Je ravalai ma bile. En plus, Noa avait défilé toute la journée en bikini sous le flash des photographes, admirée de tous... et sous les yeux de mon mari, à moitié nu lui aussi.

— Tu trouves ça normal pour Noa, susurrai-je, mais pas pour moi... pourquoi ? Parce que je suis une gaijin ?

Parce que tu es ma femme, admit Hide, les yeux brillants. Je ne voulais pas que tous ces types-là te matent, voilà ! Ils peuvent regarder Noa s’ils veulent, la toucher même... mais pas ma femme.

Je le regardai en silence, la chique un peu coupée. Il expédia une grande gorgée de bière, et attrapa aussitôt une autre canette.

— Si je t’avais inscrite sur la liste de Marukin, continua Hide, tu aurais dû défiler en string et en soutien-gorge, comme Naho. Ce n’est pas qu’on t’y aurait obligée, mais enfin, c’est le jeu : tous les tatoués montrent leurs tatouages. Tu aurais dû montrer le tien, et ça, je ne l’aurais pas supporté.

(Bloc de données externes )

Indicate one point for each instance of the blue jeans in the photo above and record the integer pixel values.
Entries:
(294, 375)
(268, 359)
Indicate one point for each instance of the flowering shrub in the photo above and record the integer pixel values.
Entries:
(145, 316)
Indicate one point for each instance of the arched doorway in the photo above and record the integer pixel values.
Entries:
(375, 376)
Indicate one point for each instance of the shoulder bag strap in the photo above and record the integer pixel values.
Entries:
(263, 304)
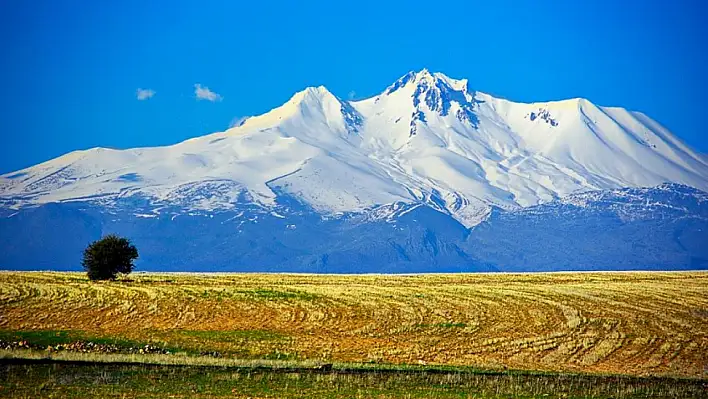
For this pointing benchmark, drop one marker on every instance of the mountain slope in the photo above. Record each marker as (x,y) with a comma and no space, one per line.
(426,139)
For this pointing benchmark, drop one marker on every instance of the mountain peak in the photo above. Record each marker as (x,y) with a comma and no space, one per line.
(310,93)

— Pourquoi ? T’as honte que ta femme soit tatouée ? Saeko m’a dit un jour que jamais Nobutora ne l’aurait laissée marquer ainsi son corps... c’est ce que tu penses, Hide ?

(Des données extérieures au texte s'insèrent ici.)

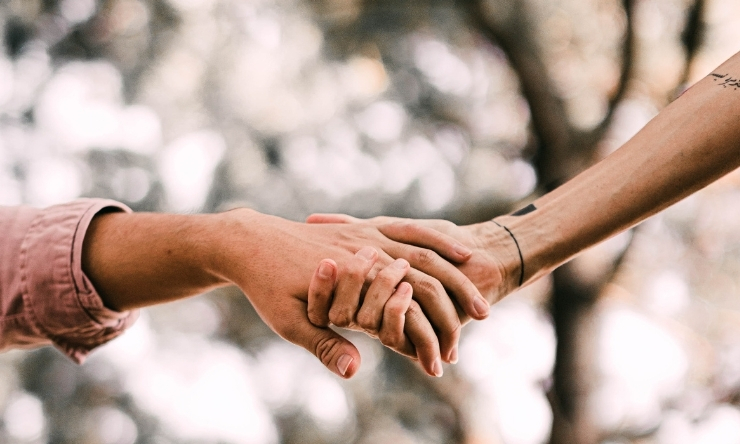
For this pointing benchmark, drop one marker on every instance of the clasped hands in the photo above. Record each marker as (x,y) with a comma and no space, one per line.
(412,284)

Il garda un silence buté, sans me regarder.

Il a honte de montrer que sa femme est tatouée, c’est donc ça, réalisai-je, stupéfaite.

Je lui donnai une petite bourrade pour le dérider.

— Hide ? Tu m’avais dit que tu parlerais...

— Tu peux pas comprendre, grogna-t-il. Tu ne veux pas comprendre.

— Si, je comprends très bien, objectai-je. Je sais que le tatouage est tabou au Japon, que c’est sulfureux, que c’est réservé aux prostituées et aux gros mecs qui se castagnent dans la rue. Tu as peur que tes collègues aient une mauvaise image de moi en découvrant que je suis tatouée, et que cela abime ta réputation, ta « street cred’ » ou je ne sais quoi d’autre.

Il secoua la tête.

— Non, c’est pas ça. Je savais que tu ne comprendrais pas...

— C’est quoi, alors ? m’impatientai-je.

Hide soupira bruyamment.

— Je ne veux pas qu’un autre homme que moi voie ce tatouage, c’est tout. D’ailleurs, je ne veux pas qu’un autre homme regarde ton corps.

Je le regardai, stupéfaite.

— Pourtant, à la danse, tout le monde le voit...

— C’est pas pareil. Il n’y a que des femmes, à tes spectacles. Hanako me l’a dit.

Je plissai les yeux.

Hanako ?

Hide en avait parlé avec elle ?

Il hocha la tête.

— J’ai demandé à Hanako de me raconter comment ça se passait, oui.

— Tu aurais pu venir, plutôt que de te servir de la fille de ton boss comme espion !

Depuis le Samanyölu, Hide n’était allé voir aucun de mes spectacles. Il avait toujours une bonne excuse. Je n’insistais pas, en partie parce que je craignais que mes collègues de la danse ne le remarquent.

— Non. Déjà à l’époque, quand je venais te voir danser dans ton restaurant turc, j’avais envie d’aplatir ces types qui te mataient sans vergogne. Alors, imagine aujourd’hui, maintenant que tu es ma femme...

— Mais enfin Hide, qu’est-ce que c’est que ces réflexes d’ayatollah ? On dirait mon grand-père de 98 ans — paix à son âme — quand il a appris que je faisais de la danse orientale !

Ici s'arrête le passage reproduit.